News: Walking around the clock
BISMARCK, N.D. - Whether the sun has yet to rise, it’s the heat of a mid-summer afternoon or the glow of the moon is lighting their mosquito-filled path, North Dakota National Guard members are on guard and on patrol to keep the cities of Bismarck and Mandan safe by preventing further flood damage. The mission takes no breaks for weekends or holidays.
“As long as we have a mission, they are on track with it,” said Command Sgt. Maj. Joel Walsvik. “From quick reaction force teams to levee walkers to the command and control of the mission, we need every one of them for the skills they bring to the table. Since we have an all-volunteer force, each one of them is a valuable asset.”
About 200 North Dakota National Guard members continue to serve in the communities. Fourteen teams patrol levees around the clock, and three quick reaction force teams are stationed throughout Burleigh and Morton counties, ready to respond at a moment’s notice to repair a levee or provide other flood-related support. Additionally, Guard equipment — such as a UH-60 Black Hawk helicopter and a high-wheeled tractor-trailer — are on standby for any needed response.
After more than a month on 12-hour levee patrol shifts near the Missouri River, Guardsmen will have the opportunity for a slight reprieve beginning today as they transition to 8-hour shifts.
“It’s been a long mission for our flood fighters. The Missouri River won’t give us a break. Despite the reduced flows coming out of the Garrison Dam, the river in Bismarck-Mandan remains within inches of its peak level,” said Lt. Col. Robert Ruud, Task Force Flood commander. “Our now-100-percent volunteer force here in Bismarck-Mandan has endured many weeks of long hours and working through a couple of three-day holiday weekends, yet our soldiers and airmen continue to perform their mission with true dedication and unwavering vigilance.”
While the National Guard is an all-volunteer force, it’s also unique from active-duty military in that Guardsmen have civilian employers, as well. In an effort to balance the military and civilian workload, the majority who remain on duty across the state have volunteered for the mission, which is now in its 45th day. As a result, the flood workers have a variety of backgrounds, hailing from both the Army and Air National Guard and the multiple units within each force. That background hasn’t degraded the response in the least, leaders say.

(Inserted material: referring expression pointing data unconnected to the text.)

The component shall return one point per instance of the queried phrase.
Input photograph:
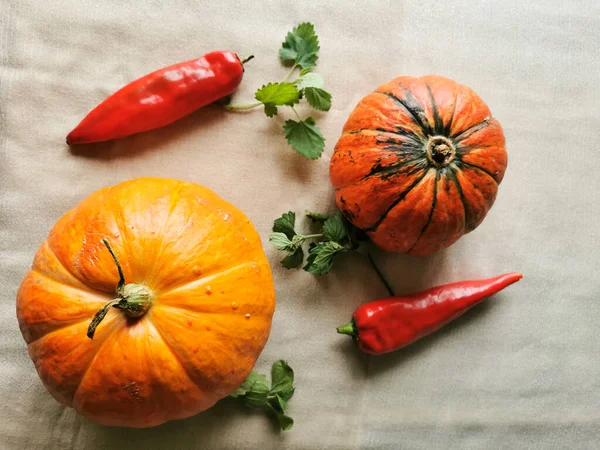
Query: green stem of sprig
(296, 113)
(249, 106)
(289, 74)
(312, 236)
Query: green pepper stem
(349, 329)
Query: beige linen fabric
(519, 372)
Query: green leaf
(258, 395)
(334, 228)
(282, 402)
(285, 224)
(317, 217)
(280, 241)
(270, 110)
(285, 422)
(310, 80)
(318, 98)
(246, 385)
(287, 394)
(320, 258)
(282, 377)
(300, 46)
(277, 94)
(305, 137)
(294, 259)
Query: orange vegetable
(191, 318)
(418, 164)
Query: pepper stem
(349, 329)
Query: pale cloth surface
(520, 372)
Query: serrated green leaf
(300, 46)
(305, 137)
(258, 395)
(246, 385)
(311, 80)
(270, 110)
(294, 259)
(285, 224)
(318, 98)
(282, 377)
(320, 258)
(277, 94)
(287, 394)
(334, 228)
(280, 241)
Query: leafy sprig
(257, 392)
(300, 51)
(336, 236)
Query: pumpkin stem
(99, 316)
(119, 268)
(133, 299)
(440, 151)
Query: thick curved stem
(99, 316)
(119, 268)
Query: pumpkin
(418, 164)
(193, 308)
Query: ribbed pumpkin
(418, 164)
(190, 320)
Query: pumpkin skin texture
(418, 164)
(210, 314)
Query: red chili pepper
(161, 97)
(386, 325)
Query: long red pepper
(161, 97)
(386, 325)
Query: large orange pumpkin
(418, 164)
(189, 323)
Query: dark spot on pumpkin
(132, 390)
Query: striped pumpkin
(418, 164)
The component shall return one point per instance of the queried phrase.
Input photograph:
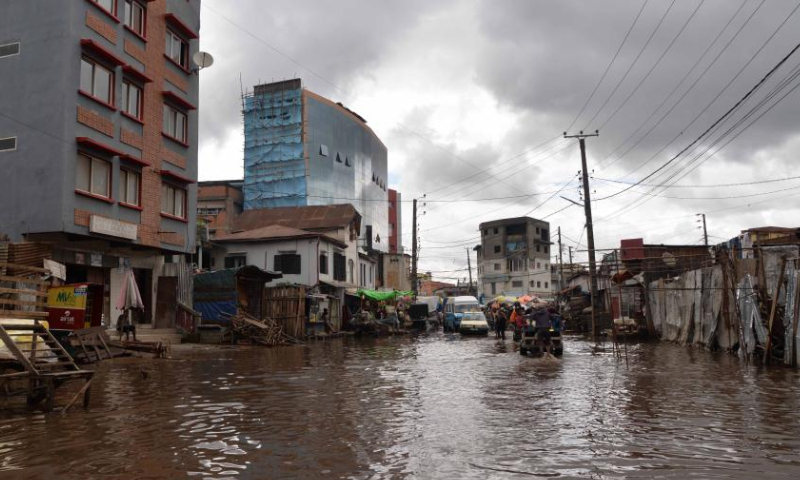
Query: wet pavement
(435, 406)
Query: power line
(720, 119)
(685, 93)
(716, 185)
(782, 85)
(647, 75)
(608, 67)
(627, 72)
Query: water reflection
(433, 406)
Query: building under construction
(303, 149)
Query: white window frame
(127, 85)
(131, 6)
(92, 162)
(169, 190)
(92, 91)
(19, 49)
(170, 123)
(180, 57)
(125, 175)
(112, 10)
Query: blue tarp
(215, 294)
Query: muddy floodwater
(435, 406)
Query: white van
(455, 308)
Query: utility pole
(587, 206)
(469, 266)
(571, 270)
(560, 262)
(414, 280)
(705, 232)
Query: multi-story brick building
(98, 129)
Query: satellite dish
(202, 60)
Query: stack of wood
(286, 305)
(262, 332)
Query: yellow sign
(67, 297)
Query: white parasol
(129, 296)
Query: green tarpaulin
(382, 296)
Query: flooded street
(435, 406)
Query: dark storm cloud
(338, 41)
(547, 57)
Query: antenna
(202, 60)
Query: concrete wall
(331, 182)
(396, 272)
(261, 254)
(37, 88)
(533, 277)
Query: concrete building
(303, 257)
(302, 149)
(98, 136)
(294, 240)
(395, 222)
(395, 271)
(219, 202)
(514, 257)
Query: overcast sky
(471, 97)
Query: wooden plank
(77, 395)
(22, 314)
(21, 291)
(35, 281)
(12, 347)
(768, 349)
(25, 267)
(22, 303)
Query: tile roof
(315, 218)
(274, 232)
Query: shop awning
(378, 296)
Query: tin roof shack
(219, 295)
(641, 264)
(662, 261)
(578, 290)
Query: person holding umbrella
(129, 299)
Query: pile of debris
(262, 332)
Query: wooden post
(768, 348)
(794, 322)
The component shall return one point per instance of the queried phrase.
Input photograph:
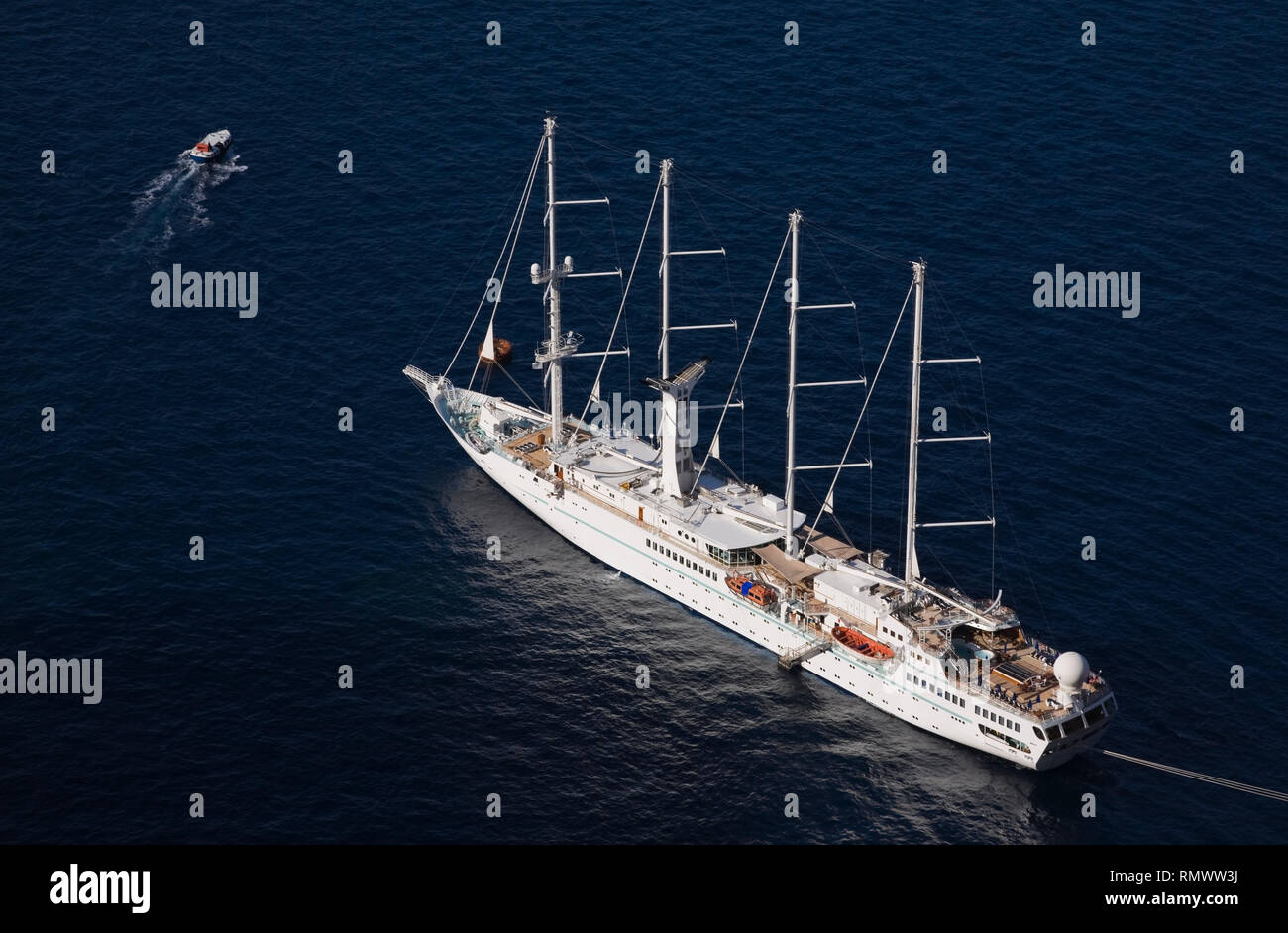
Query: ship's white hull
(894, 687)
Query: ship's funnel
(679, 429)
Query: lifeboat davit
(863, 644)
(754, 592)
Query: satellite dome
(1070, 670)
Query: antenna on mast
(558, 345)
(794, 222)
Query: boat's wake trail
(171, 202)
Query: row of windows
(939, 691)
(739, 555)
(681, 559)
(999, 719)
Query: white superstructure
(747, 559)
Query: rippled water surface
(518, 675)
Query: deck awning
(829, 547)
(789, 568)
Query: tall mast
(794, 222)
(911, 570)
(666, 267)
(555, 362)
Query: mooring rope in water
(1220, 781)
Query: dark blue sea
(516, 677)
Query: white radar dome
(1070, 670)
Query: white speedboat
(213, 147)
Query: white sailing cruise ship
(747, 559)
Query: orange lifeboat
(754, 592)
(863, 644)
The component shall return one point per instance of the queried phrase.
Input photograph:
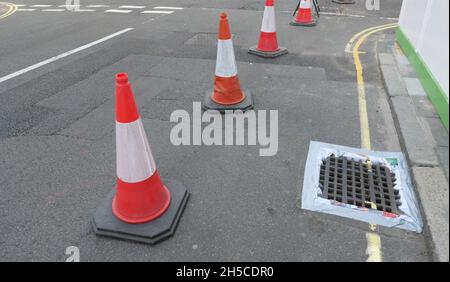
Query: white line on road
(97, 6)
(131, 7)
(118, 11)
(53, 10)
(60, 56)
(157, 12)
(84, 10)
(41, 6)
(168, 8)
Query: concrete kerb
(435, 210)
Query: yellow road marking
(364, 120)
(373, 250)
(12, 8)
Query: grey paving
(425, 139)
(414, 86)
(415, 137)
(433, 193)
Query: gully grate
(358, 183)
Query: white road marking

“I’m proud of them, especially of how they have all come together after not being in the same unit and not knowing how one another works,” Walsvik said. “It’s especially impressive because of the diversity and cooperation.”
In addition to the 200 North Dakota Guardsmen combating the Missouri River flooding in the Bismarck-Mandan area, more than 400 are fighting the flooding Souris River to the north. Their efforts are being supplemented with about 120 Minnesota National Guard members who arrived last night in addition to about 100 Airmen from the Minot Air Force Base.
Including spring flooding in eastern North Dakota this year, North Dakota Guardsmen have now dedicated more than 47,000 days worth of work to protecting life and property from floodwaters.